The challenge for SAFs is that there is a shortage of supply, which the Shell partnership could help address.
Rolls-Royce Chief Technology Officer Paul Stein said in a statement that both companies wanted to decarbonise flying.
“We believe that working together on these aims can deliver benefits for both the development of new innovations as well as collaborating to find ways to unlock the net carbon emissions reduction potential of technology that is already in use today,” he said.
The EU will soon release a legislative proposal obliging aircraft refuelling at EU airports to use green jet fuel.
The ReFuelEU Aviation proposal is expected to be launched on 14 July as part of a wider package of climate legislation, enshrining into law the EU’s goal of cutting emissions by 55% by 2030 on the path to carbon neutrality by 2050.

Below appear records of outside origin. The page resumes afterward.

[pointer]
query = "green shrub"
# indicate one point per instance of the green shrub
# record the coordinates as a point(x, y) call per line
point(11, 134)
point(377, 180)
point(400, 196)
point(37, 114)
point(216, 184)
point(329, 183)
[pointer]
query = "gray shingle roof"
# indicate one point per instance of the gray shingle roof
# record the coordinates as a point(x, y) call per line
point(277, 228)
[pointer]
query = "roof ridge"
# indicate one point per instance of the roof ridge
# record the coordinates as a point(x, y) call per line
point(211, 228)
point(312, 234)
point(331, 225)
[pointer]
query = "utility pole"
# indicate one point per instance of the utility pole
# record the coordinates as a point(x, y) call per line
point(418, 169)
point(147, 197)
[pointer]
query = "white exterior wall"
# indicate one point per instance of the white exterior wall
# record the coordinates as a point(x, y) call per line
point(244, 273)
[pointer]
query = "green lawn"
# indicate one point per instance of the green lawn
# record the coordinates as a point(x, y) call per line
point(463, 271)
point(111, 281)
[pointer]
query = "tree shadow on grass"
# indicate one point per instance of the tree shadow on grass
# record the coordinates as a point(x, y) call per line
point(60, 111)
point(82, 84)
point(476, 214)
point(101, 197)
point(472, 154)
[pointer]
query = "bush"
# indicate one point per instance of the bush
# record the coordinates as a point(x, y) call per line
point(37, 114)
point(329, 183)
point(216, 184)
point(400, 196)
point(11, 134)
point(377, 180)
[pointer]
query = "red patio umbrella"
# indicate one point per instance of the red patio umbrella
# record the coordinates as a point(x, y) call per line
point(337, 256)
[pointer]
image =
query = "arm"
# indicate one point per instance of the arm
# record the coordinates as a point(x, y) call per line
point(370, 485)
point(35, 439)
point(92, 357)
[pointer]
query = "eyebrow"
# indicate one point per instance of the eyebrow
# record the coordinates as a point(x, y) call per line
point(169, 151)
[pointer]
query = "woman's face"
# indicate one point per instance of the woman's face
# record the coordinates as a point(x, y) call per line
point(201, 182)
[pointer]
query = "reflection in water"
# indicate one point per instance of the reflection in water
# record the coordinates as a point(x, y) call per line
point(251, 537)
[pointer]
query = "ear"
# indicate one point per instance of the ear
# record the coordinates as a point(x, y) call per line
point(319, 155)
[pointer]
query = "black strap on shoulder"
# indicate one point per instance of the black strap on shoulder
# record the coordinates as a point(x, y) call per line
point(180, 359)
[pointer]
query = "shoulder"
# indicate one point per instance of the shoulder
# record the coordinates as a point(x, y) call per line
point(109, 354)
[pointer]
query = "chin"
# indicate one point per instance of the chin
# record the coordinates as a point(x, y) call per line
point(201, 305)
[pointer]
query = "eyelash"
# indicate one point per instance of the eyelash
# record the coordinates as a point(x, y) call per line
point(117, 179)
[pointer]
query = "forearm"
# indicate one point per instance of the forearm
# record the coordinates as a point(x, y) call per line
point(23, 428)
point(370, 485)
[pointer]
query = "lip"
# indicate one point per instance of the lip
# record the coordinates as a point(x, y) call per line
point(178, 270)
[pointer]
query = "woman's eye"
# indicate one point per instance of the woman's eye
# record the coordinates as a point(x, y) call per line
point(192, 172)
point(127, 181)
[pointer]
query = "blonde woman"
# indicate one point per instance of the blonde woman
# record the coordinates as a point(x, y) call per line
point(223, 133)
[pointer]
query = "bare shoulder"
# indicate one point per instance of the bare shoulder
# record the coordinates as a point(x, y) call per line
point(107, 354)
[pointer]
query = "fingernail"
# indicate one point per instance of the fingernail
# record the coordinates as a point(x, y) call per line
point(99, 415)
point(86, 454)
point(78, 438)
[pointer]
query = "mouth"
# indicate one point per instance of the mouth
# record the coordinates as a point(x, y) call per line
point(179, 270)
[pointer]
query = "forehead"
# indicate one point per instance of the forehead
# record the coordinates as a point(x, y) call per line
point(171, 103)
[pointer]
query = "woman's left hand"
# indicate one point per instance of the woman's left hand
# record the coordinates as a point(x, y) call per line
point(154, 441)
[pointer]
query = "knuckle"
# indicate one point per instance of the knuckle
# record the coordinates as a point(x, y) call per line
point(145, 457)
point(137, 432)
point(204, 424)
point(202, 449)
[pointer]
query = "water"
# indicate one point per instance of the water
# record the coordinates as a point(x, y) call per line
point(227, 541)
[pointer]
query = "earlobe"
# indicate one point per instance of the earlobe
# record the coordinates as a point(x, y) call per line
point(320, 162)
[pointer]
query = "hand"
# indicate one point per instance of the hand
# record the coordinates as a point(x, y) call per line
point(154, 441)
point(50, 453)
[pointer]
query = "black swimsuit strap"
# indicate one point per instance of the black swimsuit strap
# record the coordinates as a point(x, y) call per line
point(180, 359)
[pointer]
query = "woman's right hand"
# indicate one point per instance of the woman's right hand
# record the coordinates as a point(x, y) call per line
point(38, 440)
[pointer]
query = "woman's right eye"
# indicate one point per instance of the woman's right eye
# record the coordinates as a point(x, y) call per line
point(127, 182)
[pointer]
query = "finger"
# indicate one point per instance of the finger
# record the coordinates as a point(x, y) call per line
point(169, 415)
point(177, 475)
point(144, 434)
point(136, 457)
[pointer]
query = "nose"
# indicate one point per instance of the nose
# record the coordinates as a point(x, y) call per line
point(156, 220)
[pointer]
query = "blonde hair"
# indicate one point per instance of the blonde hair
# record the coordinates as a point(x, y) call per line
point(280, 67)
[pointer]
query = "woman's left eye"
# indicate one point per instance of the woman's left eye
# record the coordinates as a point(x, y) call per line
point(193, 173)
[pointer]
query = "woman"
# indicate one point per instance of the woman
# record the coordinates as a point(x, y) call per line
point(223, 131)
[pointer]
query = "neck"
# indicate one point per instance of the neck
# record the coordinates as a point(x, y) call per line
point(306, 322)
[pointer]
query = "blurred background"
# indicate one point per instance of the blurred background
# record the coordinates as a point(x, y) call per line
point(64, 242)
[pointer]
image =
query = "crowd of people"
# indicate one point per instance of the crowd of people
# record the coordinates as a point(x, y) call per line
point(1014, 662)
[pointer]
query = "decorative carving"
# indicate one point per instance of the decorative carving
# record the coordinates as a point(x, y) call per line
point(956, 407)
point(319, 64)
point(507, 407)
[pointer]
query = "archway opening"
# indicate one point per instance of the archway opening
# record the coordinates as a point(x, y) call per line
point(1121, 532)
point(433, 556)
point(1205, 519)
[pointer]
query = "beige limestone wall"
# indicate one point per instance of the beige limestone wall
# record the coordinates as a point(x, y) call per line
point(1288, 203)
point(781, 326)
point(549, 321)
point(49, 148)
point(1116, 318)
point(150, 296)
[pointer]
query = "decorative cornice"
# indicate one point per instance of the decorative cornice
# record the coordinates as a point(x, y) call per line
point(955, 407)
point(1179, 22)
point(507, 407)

Sources with knowledge of the upcoming proposal indicated to EURACTIV that there will be an overall mandate covering SAFs, with a starting point of 2% in 2025, moving to 5% in 2030, 20% in 2035, 32% in 2040, and 63% in 2050.
Penalties in case of non-compliance are also being considered, the same sources indicated.
The legislation has prompted a debate over what fuel sources should be approved as sustainable. Environmental campaigners are pushing for food-based crops to be omitted from the list of eligible SAFs, while industry highlights the lower emissions from biofuels compared to fossil fuels.
Airlines have reacted with cautious optimism to drafts of the regulation. While most welcome a SAF blending mandate, they warn that mandating too ambitious a target too quickly could lead to supply issues, undermining the scheme.